Tarefa 1: Text-to-Speech Básico

Python SDK
C# SDK

import os
import azure.cognitiveservices.speech as speechsdk

speech_config = speechsdk.SpeechConfig(
    subscription=os.environ["AZURE_SPEECH_KEY"],
    region=os.environ["AZURE_SPEECH_REGION"]
)

# Set voice
speech_config.speech_synthesis_voice_name = "en-US-JennyNeural"

# Set output format
speech_config.set_speech_synthesis_output_format(
    speechsdk.SpeechSynthesisOutputFormat.Audio16Khz32KBitRateMonoMp3
)

# Synthesize to audio file
audio_config = speechsdk.audio.AudioOutputConfig(filename="output.mp3")
synthesizer = speechsdk.SpeechSynthesizer(
    speech_config=speech_config,
    audio_config=audio_config
)

text = "Welcome to Azure AI Services. Today we'll explore text-to-speech capabilities."
result = synthesizer.speak_text_async(text).get()

if result.reason == speechsdk.ResultReason.SynthesizingAudioCompleted:
    print(f"Speech synthesized successfully!")
    print(f"Audio duration: {result.audio_duration / 10_000_000:.2f} seconds")
    print(f"Audio length: {len(result.audio_data)} bytes")
elif result.reason == speechsdk.ResultReason.Canceled:
    cancellation = result.cancellation_details
    print(f"Synthesis canceled: {cancellation.reason}")
    print(f"Error: {cancellation.error_details}")

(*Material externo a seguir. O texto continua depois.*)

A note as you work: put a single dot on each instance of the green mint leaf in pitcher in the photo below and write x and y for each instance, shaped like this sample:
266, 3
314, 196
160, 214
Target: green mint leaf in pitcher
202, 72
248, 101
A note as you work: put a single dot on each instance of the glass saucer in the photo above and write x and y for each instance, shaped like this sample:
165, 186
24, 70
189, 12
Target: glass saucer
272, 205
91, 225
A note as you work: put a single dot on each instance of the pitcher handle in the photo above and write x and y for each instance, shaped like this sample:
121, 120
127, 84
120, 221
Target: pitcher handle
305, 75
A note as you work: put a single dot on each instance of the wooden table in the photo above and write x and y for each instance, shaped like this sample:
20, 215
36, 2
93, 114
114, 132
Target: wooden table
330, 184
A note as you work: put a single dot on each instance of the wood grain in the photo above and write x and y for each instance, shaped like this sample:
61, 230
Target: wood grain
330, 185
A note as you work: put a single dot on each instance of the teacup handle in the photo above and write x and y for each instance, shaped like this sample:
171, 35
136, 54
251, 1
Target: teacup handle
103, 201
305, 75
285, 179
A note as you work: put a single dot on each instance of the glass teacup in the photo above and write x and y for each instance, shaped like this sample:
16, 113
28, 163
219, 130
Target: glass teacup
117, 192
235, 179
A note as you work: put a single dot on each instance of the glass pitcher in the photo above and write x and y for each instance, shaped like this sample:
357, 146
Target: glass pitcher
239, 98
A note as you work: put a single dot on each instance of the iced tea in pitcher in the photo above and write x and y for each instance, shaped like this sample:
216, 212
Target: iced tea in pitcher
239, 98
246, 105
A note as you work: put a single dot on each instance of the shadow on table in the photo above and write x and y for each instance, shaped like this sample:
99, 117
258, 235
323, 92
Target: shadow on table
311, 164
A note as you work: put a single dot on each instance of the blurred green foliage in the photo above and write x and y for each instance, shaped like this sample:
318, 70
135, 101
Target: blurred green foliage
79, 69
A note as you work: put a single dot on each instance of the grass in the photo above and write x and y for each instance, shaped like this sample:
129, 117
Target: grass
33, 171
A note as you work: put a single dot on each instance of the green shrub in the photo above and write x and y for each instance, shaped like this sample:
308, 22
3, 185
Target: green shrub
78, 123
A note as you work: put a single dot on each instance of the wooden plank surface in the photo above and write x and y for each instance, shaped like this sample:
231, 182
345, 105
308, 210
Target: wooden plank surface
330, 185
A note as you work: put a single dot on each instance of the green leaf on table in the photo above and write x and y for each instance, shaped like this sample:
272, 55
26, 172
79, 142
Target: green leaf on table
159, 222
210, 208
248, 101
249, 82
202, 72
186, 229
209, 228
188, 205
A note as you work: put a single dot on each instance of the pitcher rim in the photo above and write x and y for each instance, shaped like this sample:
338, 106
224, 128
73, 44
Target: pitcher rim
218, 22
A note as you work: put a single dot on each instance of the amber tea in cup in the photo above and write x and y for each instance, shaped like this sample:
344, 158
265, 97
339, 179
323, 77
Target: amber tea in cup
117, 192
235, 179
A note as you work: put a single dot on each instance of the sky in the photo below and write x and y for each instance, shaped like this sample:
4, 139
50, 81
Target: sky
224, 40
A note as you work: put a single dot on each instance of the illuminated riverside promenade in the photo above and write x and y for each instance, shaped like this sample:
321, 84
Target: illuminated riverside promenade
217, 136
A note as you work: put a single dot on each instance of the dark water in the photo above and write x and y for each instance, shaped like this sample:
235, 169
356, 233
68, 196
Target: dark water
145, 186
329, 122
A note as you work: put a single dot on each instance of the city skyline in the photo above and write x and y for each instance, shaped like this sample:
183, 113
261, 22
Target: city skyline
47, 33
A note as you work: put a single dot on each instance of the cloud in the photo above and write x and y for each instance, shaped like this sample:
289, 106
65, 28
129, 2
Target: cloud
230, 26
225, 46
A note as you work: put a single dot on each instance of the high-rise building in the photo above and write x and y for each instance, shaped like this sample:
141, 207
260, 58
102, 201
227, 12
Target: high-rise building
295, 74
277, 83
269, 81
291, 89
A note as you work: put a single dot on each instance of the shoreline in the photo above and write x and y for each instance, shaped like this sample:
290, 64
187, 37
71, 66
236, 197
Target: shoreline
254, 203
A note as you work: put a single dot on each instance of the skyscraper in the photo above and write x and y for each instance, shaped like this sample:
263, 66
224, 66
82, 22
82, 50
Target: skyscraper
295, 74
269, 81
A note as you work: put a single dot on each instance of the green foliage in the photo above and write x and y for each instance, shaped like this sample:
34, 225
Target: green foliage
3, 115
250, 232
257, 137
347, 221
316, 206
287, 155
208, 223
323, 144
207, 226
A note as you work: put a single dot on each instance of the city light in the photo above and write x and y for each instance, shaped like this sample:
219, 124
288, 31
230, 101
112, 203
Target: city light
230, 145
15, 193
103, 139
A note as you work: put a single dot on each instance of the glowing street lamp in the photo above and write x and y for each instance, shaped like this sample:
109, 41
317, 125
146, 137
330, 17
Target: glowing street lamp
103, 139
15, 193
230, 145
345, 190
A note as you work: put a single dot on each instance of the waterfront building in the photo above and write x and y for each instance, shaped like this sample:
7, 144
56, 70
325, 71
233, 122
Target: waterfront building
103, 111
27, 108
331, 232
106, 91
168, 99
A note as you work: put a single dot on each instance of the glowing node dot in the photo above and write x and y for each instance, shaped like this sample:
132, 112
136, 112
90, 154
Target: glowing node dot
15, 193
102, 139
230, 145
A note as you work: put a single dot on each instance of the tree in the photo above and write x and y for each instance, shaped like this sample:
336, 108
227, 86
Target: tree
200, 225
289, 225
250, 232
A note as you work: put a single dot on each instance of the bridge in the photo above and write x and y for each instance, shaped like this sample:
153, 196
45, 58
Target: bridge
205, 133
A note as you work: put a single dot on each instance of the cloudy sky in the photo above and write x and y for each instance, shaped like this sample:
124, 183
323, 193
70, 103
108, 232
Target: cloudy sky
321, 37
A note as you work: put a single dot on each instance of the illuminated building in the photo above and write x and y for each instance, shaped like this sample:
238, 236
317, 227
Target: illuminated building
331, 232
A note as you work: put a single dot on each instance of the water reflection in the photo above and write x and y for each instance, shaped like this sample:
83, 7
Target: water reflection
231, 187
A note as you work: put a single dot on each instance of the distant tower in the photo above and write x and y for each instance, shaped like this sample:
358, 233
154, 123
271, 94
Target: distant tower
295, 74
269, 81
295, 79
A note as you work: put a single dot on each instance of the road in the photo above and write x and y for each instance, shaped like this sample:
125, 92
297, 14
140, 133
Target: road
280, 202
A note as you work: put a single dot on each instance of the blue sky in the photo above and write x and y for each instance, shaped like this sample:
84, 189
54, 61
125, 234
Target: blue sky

using Microsoft.CognitiveServices.Speech;

var speechConfig = SpeechConfig.FromSubscription(
    Environment.GetEnvironmentVariable("AZURE_SPEECH_KEY"),
    Environment.GetEnvironmentVariable("AZURE_SPEECH_REGION"));

speechConfig.SpeechSynthesisVoiceName = "en-US-JennyNeural";

using var audioConfig = AudioConfig.FromWavFileOutput("output.wav");
using var synthesizer = new SpeechSynthesizer(speechConfig, audioConfig);

var result = await synthesizer.SpeakTextAsync("Welcome to Azure AI text-to-speech.");

if (result.Reason == ResultReason.SynthesizingAudioCompleted)
    Console.WriteLine($"Audio synthesized: {result.AudioData.Length} bytes");

Tarefa 2: SSML para Controle Avançado de Fala

Python SDK
C# SDK

# Synthesize using SSML for fine control
ssml = """
<speak version="1.0" xmlns="http://www.w3.org/2001/10/synthesis"
       xmlns:mstts="https://www.w3.org/2001/mstts" xml:lang="en-US">
    <voice name="en-US-JennyNeural">
        <prosody rate="-10%" pitch="+5%">
            Welcome to the Azure AI certification prep.
        </prosody>
        
        <break time="500ms"/>
        
        <emphasis level="strong">
            This is an important concept.
        </emphasis>
        
        <break time="300ms"/>
        
        <prosody volume="soft" rate="slow">
            Let me explain it step by step.
        </prosody>
        
        <break time="500ms"/>
        
        <!-- Pronunciation control -->
        The API version is <say-as interpret-as="characters">3.0</say-as>.
        
        <break time="200ms"/>
        
        <!-- Date and number formatting -->
        The release date is <say-as interpret-as="date" format="mdy">01/15/2024</say-as>.
        The cost is <say-as interpret-as="currency" language="en-US">$2.50</say-as>.
    </voice>
</speak>
"""

# Use SSML synthesis
audio_config = speechsdk.audio.AudioOutputConfig(filename="ssml-output.mp3")
synthesizer = speechsdk.SpeechSynthesizer(
    speech_config=speech_config,
    audio_config=audio_config
)

result = synthesizer.speak_ssml_async(ssml).get()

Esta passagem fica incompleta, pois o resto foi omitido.